The industry has “given in writing” to the government that the final price to the farmer will not go up even if a 12% GST rate is levied on tractors.
“If the cumulative input duties and taxes, which we now incur and pass on, can be set off, why should we raise end-user prices at all? The people in the government appreciate our logic, but we’re not sure whether that will lead them to bring back duty on tractors. Politically, it’s a decision not easy to sell,” the source pointed out.
All this comes even as the GST Council, comprising the finance ministers of all states and the Centre, is slated to meet to decide on the rates to be applicable on different commodities. In the case of tractors, one option might be to fit the GST rate at the 5% slab, which is also equal to the existing VAT levied by states. But this is obviously not acceptable to the industry, as it will enable only partial setoff of duties on inputs, which, in turn, may even attract a higher GST slab of 18%.
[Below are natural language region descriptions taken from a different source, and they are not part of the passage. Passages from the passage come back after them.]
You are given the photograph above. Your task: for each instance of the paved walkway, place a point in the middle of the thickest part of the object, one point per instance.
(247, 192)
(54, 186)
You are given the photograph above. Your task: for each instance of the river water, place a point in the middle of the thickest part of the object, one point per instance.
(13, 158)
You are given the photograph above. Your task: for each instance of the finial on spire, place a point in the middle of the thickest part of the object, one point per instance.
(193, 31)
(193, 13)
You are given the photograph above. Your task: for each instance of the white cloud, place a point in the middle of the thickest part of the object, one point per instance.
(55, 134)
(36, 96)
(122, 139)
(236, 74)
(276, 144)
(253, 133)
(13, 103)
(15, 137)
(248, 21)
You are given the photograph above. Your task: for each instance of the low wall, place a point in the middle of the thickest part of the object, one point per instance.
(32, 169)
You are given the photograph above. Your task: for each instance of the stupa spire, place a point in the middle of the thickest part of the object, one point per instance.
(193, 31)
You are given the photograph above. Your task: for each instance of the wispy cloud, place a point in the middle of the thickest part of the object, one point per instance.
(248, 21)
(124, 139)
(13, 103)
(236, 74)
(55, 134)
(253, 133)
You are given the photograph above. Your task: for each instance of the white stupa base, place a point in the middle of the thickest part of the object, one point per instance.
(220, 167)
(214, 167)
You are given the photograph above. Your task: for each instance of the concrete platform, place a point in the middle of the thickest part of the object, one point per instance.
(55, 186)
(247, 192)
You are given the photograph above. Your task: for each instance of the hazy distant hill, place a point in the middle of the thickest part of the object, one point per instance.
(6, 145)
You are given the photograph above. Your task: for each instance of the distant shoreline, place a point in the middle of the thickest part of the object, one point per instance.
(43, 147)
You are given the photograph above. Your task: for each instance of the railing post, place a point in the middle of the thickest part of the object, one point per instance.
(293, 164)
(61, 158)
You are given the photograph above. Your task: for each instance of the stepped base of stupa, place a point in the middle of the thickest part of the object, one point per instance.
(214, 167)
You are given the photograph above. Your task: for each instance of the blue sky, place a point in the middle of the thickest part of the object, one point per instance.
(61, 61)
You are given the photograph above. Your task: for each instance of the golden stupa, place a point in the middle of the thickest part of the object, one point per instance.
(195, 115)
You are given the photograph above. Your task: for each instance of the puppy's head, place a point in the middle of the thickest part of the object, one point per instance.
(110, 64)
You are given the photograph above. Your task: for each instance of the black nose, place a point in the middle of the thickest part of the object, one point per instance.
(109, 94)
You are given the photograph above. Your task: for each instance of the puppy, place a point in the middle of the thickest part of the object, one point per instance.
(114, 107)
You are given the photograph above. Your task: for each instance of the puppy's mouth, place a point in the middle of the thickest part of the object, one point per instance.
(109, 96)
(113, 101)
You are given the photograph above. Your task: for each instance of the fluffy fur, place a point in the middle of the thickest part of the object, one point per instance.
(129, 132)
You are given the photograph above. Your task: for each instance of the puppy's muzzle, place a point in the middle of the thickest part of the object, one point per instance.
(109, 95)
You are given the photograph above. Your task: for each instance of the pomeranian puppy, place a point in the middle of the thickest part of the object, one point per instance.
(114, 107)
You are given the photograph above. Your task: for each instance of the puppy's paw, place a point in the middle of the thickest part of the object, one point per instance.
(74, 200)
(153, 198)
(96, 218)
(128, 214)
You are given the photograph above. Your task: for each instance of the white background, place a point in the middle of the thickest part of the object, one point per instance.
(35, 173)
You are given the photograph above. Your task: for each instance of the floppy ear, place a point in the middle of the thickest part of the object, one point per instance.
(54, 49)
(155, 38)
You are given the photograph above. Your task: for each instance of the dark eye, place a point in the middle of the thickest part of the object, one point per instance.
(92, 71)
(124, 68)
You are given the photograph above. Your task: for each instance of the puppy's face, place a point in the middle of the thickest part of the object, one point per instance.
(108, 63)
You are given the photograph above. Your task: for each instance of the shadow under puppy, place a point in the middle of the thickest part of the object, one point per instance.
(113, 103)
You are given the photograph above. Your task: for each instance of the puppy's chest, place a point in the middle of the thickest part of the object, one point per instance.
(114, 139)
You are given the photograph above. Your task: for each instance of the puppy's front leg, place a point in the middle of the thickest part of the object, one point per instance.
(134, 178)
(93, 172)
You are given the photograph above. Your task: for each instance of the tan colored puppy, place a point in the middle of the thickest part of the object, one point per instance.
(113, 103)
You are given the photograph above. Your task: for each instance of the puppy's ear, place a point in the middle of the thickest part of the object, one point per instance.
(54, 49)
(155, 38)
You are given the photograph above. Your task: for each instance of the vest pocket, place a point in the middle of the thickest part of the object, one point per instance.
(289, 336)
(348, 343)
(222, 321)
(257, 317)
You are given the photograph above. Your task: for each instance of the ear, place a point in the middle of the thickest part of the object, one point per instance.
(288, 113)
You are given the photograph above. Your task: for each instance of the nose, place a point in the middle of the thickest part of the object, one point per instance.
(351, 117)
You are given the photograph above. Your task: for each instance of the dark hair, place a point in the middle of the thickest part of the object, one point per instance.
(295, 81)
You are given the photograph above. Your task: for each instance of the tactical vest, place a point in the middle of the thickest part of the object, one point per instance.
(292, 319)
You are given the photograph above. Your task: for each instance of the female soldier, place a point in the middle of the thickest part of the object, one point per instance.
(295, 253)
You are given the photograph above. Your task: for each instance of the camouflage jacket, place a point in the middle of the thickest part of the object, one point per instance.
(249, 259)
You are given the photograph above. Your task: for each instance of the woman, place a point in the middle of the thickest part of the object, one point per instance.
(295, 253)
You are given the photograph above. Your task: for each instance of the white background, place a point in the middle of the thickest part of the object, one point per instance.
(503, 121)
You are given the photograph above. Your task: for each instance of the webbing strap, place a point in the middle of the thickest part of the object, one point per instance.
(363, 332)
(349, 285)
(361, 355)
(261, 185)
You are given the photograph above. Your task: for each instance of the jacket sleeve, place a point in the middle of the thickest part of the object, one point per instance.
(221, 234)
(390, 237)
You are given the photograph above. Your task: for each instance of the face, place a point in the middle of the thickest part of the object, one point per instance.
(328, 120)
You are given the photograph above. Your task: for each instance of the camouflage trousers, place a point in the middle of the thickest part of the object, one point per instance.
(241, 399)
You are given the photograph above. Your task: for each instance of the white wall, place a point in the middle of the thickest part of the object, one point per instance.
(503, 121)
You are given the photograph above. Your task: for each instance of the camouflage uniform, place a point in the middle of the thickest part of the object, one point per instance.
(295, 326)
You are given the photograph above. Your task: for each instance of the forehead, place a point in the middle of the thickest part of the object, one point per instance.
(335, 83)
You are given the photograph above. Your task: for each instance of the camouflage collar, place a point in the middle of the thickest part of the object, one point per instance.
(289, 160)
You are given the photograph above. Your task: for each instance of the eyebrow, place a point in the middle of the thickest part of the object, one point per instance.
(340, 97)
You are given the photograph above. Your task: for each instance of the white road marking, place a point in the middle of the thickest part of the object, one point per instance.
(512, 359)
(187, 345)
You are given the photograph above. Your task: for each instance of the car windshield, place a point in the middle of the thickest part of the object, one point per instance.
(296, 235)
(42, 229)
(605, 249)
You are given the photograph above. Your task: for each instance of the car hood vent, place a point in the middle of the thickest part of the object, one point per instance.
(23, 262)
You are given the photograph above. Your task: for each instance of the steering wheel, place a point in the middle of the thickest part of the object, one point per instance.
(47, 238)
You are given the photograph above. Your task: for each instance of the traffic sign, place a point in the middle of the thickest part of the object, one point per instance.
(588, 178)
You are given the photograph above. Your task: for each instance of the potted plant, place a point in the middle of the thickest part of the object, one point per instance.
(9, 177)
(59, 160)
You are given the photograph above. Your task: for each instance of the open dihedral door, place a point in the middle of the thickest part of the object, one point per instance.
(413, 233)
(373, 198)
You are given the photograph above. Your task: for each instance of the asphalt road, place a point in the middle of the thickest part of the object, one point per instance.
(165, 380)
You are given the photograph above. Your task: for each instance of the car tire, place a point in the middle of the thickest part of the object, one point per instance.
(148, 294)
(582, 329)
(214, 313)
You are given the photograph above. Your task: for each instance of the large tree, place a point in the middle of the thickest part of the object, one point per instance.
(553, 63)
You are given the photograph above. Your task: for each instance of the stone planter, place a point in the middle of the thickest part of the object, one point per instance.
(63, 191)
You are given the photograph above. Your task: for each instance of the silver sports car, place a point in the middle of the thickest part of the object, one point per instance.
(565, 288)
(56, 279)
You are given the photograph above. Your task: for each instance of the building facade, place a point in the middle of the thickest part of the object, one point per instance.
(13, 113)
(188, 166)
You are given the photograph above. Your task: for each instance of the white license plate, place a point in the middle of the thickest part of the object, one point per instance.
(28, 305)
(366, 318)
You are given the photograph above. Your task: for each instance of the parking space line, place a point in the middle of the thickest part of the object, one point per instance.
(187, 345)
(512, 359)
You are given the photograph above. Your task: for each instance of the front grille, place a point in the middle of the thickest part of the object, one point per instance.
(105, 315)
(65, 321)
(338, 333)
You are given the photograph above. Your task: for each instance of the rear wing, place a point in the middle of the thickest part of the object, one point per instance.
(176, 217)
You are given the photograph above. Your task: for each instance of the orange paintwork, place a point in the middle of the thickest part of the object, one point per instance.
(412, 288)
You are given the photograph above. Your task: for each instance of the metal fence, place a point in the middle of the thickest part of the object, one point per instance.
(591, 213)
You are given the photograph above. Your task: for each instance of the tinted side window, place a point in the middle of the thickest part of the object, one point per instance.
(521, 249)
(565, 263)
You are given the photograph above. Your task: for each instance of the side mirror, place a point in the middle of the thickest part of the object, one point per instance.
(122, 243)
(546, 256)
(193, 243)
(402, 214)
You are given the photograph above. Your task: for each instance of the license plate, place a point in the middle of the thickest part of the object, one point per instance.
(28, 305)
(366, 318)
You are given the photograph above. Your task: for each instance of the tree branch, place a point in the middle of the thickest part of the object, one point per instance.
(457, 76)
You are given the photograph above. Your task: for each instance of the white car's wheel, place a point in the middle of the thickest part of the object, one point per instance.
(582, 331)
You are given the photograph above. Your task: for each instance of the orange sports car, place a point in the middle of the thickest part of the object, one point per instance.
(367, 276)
A second option — politically more palatable — is to have a “zero-rated” duty on tractors. Manufacturers of “zero-rated” goods are entitled to claim full refund of duties and taxes paid on inputs.
This is as opposed to “exempted” goods, where input tax credit cannot be availed even if the end-product is not taxed. For the industry, however, “zero-rating” is the least desired option.
“Claiming refund from government would mean waiting for a minimum of six months, besides endless paper work towards submitting claims. In the meantime, there will be huge liquidity and working capital pressures, as zero-rating also mandates us to immediately reduce prices in line with the GST’s anti-profiteering provisions. The industry wants neither zero-rating nor exemption. A 12% GST on tractors, which will allow set offs against input taxes through the normal process, is all what we desire,” said the source.
Tractor manufacturers saw their domestic sales boom during the UPA regime from 2004-05 to 2013-14, trebling from under two lakh to 6.3 lakh-plus units.
Sales collapsed in the first two years of the current government to well below 5 lakh units, due to a combination of low crop prices and consecutive droughts.
In 2016- 17, there was a recovery of sorts, with sales crossing 5.8 lakh units.
“Last year, sales were flat in the South, where it didn’t rain much, and also partly impacted by de-monetisation. But North, West and Central India registered a rebound on the back of a good monsoon and bumper crop production. This year should hopefully be better. If the Met Department’s prediction of a normal monsoon comes right, we could look forward to record sales,” said TR Kesavan, president and chief operating officer of the Chennai-based Tractors and Farm Equipment Limited, the country’s second largest tractor maker after Mahindra & Mahindra.
A fix on GST will, of course, only help.